[swift-evolution] executing a string
razielim at gmail.com
Thu Jul 14 22:34:40 CDT 2016
> On 14 Jul 2016, at 17:48, Ford Prefect via swift-evolution <swift-evolution at swift.org> wrote:
> One of the major security flaws of Obj C is
> the ability to convert a string into a selector, which
> permits using private methods by constructing selectors
> at runtime long after the app store review has been completed.
> Does Swift do away with that? I understand it doesn't
> use selectors per se but is there an analogous mechanism?
> swift-evolution mailing list
> swift-evolution at swift.org
As has been pointed out, Swift selectors are already much safer. I believe you can still convert a string to a selector, but really…
I wouldn’t call it a security flaw. Objects in Obj-C are free to pass messages around fairly loosely - sometimes the method you are trying to call doesn’t even exist but will be dynamically created and hooked up at runtime when you call it. This is a good article to learn more about how powerful Obj-C’s messaging system is: https://www.mikeash.com/pyblog/friday-qa-2009-03-27-objective-c-message-forwarding.html
It’s only a security flaw if you can somehow perform privileged operations from doing that. I’m not sure how the jailbreak community actually implements it, but I’d assume that to write out to system/non-app files they would need to disable sandboxing, which is what really gives you the security that apps won’t grab your data or make persistent changes outside of their own containers, or talk to the network when they shouldn’t (see: iOS keyboard extensions).
Yeah, you can call non-public APIs. That’s true in basically all software. The reason Apple discourages it isn’t for security - it’s so they don’t have to maintain code they never promised to maintain. It leads to more stable and reliable software.

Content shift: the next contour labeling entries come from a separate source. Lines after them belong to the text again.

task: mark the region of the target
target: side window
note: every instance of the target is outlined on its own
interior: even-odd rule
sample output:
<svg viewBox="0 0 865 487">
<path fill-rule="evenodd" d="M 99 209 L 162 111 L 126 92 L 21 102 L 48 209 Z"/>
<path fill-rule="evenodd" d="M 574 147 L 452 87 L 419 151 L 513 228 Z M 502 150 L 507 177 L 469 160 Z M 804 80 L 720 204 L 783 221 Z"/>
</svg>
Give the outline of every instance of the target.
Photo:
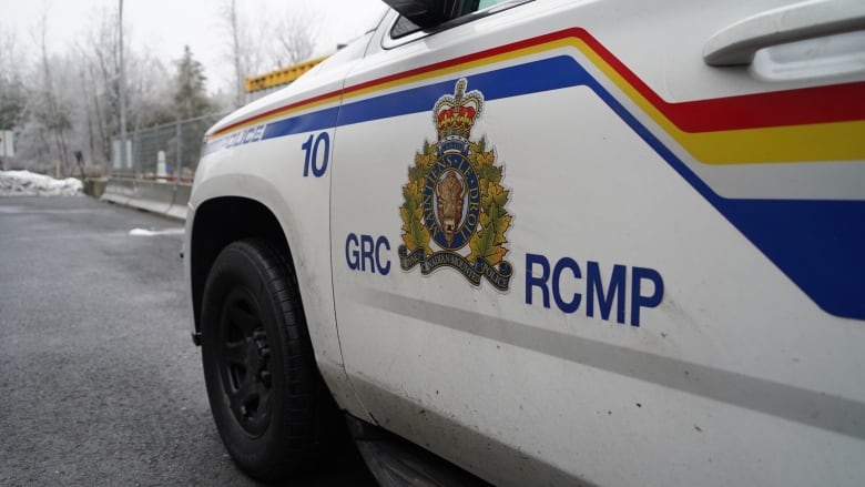
<svg viewBox="0 0 865 487">
<path fill-rule="evenodd" d="M 458 26 L 460 23 L 464 23 L 466 21 L 470 21 L 472 18 L 469 18 L 468 16 L 475 13 L 475 12 L 484 12 L 485 10 L 496 7 L 501 3 L 511 3 L 513 6 L 518 3 L 523 3 L 525 1 L 529 0 L 522 0 L 522 1 L 515 1 L 515 0 L 466 0 L 462 2 L 461 7 L 461 13 L 460 17 L 457 19 L 454 19 L 449 22 L 446 22 L 442 28 L 447 29 L 449 27 Z M 390 29 L 390 39 L 399 39 L 405 35 L 415 33 L 419 31 L 420 28 L 415 24 L 415 22 L 406 19 L 403 16 L 399 16 L 396 22 L 394 22 L 394 27 Z"/>
</svg>

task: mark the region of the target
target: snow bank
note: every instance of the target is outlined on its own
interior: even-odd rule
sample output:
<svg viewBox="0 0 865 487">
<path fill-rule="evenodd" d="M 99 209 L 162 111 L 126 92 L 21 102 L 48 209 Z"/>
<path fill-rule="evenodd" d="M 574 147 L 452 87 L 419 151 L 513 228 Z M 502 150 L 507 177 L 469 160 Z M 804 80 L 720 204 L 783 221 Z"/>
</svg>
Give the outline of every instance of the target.
<svg viewBox="0 0 865 487">
<path fill-rule="evenodd" d="M 0 196 L 75 196 L 83 187 L 74 177 L 55 180 L 30 171 L 0 171 Z"/>
</svg>

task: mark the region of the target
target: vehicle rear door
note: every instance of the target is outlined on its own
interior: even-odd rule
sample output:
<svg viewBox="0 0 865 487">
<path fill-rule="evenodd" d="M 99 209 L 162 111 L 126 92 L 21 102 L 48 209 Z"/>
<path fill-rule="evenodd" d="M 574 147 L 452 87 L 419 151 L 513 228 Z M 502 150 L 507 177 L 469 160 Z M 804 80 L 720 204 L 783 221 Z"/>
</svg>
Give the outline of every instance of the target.
<svg viewBox="0 0 865 487">
<path fill-rule="evenodd" d="M 387 18 L 332 175 L 378 424 L 496 484 L 863 478 L 861 9 L 831 3 Z"/>
</svg>

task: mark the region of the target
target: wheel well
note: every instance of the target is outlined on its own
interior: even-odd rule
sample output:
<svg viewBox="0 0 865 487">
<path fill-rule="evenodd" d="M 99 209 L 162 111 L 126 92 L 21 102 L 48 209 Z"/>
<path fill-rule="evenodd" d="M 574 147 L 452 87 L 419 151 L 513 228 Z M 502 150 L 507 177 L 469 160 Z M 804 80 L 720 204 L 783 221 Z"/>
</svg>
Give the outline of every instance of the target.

It’s not really an undocumented API (really an undocumented behaviour), but there’s a famous lesson from Microsoft about this:
> Windows 95? No problem. Nice new 32 bit API, but it still ran old 16 bit software perfectly. Microsoft obsessed about this, spending a big chunk of change testing every old program they could find with Windows 95. Jon Ross, who wrote the original version of SimCity for Windows 3.x, told me that he accidentally left a bug in SimCity where he read memory that he had just freed. Yep. It worked fine on Windows 3.x, because the memory never went anywhere. Here's the amazing part: On beta versions of Windows 95, SimCity wasn't working in testing. Microsoft tracked down the bug and added specific code to Windows 95 that looks for SimCity. If it finds SimCity running, it runs the memory allocator in a special mode that doesn't free memory right away. That's the kind of obsession with backward compatibility that made people willing to upgrade to Windows 95.
If you like that, Raymond Chen’s oldnewthing is a great source of Microsoft technical war-stories (https://blogs.msdn.microsoft.com/oldnewthing/). But anyway, nobody wants that kind of headache, and then having to maintain those hacks for who-knows-how-long? That’s why they’re so strict about using official APIs and documented behaviour - because if you don’t, you’ll have to choose between breaking software and making users unhappy, or maintaining a collection of hacks to present the illusion of the old, never-intended-to-be-final behaviour.